Kekurangan 6.290 Tenaga Panitera di Pengadilan Tinggi dan Negeri: Tantangan Sistem Peradilan Indonesia
Kekurangan 6.290 Tenaga Panitera di Peradilan Indonesia: Sebuah Ancaman Kinerja
Direktur Jenderal Badan Peradilan Umum (Badilum) Mahkamah Agung (MA), Bambang Myanto, baru-baru ini mengungkapkan permasalahan serius yang tengah melanda sistem peradilan Indonesia: kekurangan 6.290 tenaga panitera di Pengadilan Tinggi (PT) dan Pengadilan Negeri (PN). Pernyataan ini disampaikan dalam Rapat Dengar Pendapat (RDP) bersama Komisi III DPR RI pada Kamis, 13 Maret 2025. Kekurangan ini berpotensi menghambat efisiensi dan efektivitas proses peradilan, serta menimbulkan beban kerja yang berlebihan bagi para petugas yang ada.

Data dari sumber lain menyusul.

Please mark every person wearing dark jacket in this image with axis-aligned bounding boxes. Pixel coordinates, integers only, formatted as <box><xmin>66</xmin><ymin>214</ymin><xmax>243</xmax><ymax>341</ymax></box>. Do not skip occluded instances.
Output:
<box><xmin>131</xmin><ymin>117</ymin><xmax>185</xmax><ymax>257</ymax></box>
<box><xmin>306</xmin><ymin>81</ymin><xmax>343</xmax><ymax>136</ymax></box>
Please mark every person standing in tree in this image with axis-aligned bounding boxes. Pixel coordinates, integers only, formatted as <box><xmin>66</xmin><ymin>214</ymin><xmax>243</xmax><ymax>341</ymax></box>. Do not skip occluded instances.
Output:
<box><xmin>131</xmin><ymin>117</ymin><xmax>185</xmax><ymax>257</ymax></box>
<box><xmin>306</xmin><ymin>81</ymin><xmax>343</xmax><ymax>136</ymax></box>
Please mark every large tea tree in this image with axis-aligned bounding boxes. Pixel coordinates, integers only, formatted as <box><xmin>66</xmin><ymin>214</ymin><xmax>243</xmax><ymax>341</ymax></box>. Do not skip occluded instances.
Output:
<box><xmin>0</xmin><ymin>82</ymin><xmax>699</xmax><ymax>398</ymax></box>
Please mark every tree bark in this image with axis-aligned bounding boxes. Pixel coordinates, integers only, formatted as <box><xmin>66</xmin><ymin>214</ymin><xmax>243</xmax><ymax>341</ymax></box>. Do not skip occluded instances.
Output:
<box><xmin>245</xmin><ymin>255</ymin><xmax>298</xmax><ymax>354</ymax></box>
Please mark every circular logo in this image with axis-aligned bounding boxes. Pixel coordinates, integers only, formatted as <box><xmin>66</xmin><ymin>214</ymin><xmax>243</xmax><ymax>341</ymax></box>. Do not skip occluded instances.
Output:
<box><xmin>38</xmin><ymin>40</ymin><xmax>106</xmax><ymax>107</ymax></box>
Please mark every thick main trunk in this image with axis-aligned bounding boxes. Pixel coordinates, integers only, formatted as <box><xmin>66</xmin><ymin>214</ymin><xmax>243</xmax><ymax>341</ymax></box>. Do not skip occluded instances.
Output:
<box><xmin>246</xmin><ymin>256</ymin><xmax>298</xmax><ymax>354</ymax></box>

Berdasarkan data yang dipaparkan, jumlah panitera yang tersedia saat ini jauh dari ideal. Dari total kebutuhan 416 panitera di PT dan PN, hanya terdapat 405 orang, meninggalkan kekurangan sebanyak 11 orang. Situasi serupa juga terjadi pada posisi panitera muda, dengan kekurangan 126 orang dari total formasi 1.366. Namun, permasalahan yang paling kritis terletak pada kekurangan panitera pengganti, sebanyak 2.641 orang dari total kebutuhan 4.734. Hal ini berdampak signifikan, khususnya di daerah-daerah terpencil, di mana tugas panitera pengganti seringkali harus dirangkap oleh panitera muda yang sudah memiliki beban kerja yang berat.
Kekurangan juga signifikan ditemukan pada posisi juru sita. Dari total kebutuhan 1.494 juru sita, saat ini hanya tersedia 753 orang, meninggalkan kekurangan sebanyak 741 orang. Situasi serupa terjadi pada juru sita pengganti, dengan kekurangan sebanyak 2.771 orang dari total kebutuhan 3.510 orang. Kekurangan sumber daya manusia ini mencerminkan adanya disproporsi yang signifikan antara kebutuhan dan ketersediaan tenaga pendukung di lingkungan peradilan.
Bambang Myanto menjelaskan bahwa kekurangan tenaga panitera ini disebabkan oleh beberapa faktor. Setiap tahunnya, rata-rata 500 panitera meninggalkan jabatan mereka karena berbagai alasan, seperti pensiun, meninggal dunia, sanksi disiplin, atau pengunduran diri. Lebih lanjut, Bambang menuturkan bahwa proses pengadaan pegawai di lingkungan peradilan saat ini lebih memprioritaskan posisi hakim. Hal ini mengakibatkan minimnya kesempatan bagi calon panitera untuk bergabung, memperparah kondisi yang sudah kritis.
Selain itu, rendahnya tunjangan jabatan juga menjadi faktor pendorong tingginya angka pengunduran diri. Tunjangan panitera pengganti hanya Rp 300.000, panitera muda Rp 360.000, dan panitera Rp 540.000. Besaran tunjangan ini jauh lebih rendah dibandingkan dengan posisi lain di kesekretariatan, sehingga mengurangi daya tarik jabatan panitera. Kondisi ini menunjukan perlunya peninjauan kembali sistem penggajian dan kesejahteraan bagi tenaga pendukung di lingkungan peradilan untuk meningkatkan minat dan mempertahankan sumber daya manusia yang kompeten.
Kesimpulannya, kekurangan tenaga panitera merupakan tantangan serius yang harus segera diatasi oleh Mahkamah Agung dan pemerintah. Perlu ada strategi yang komprehensif, termasuk peningkatan gaji dan tunjangan, perekrutan yang lebih efektif, dan penataan sistem kerja yang lebih efisien untuk memastikan berjalannya sistem peradilan yang efektif dan berkeadilan.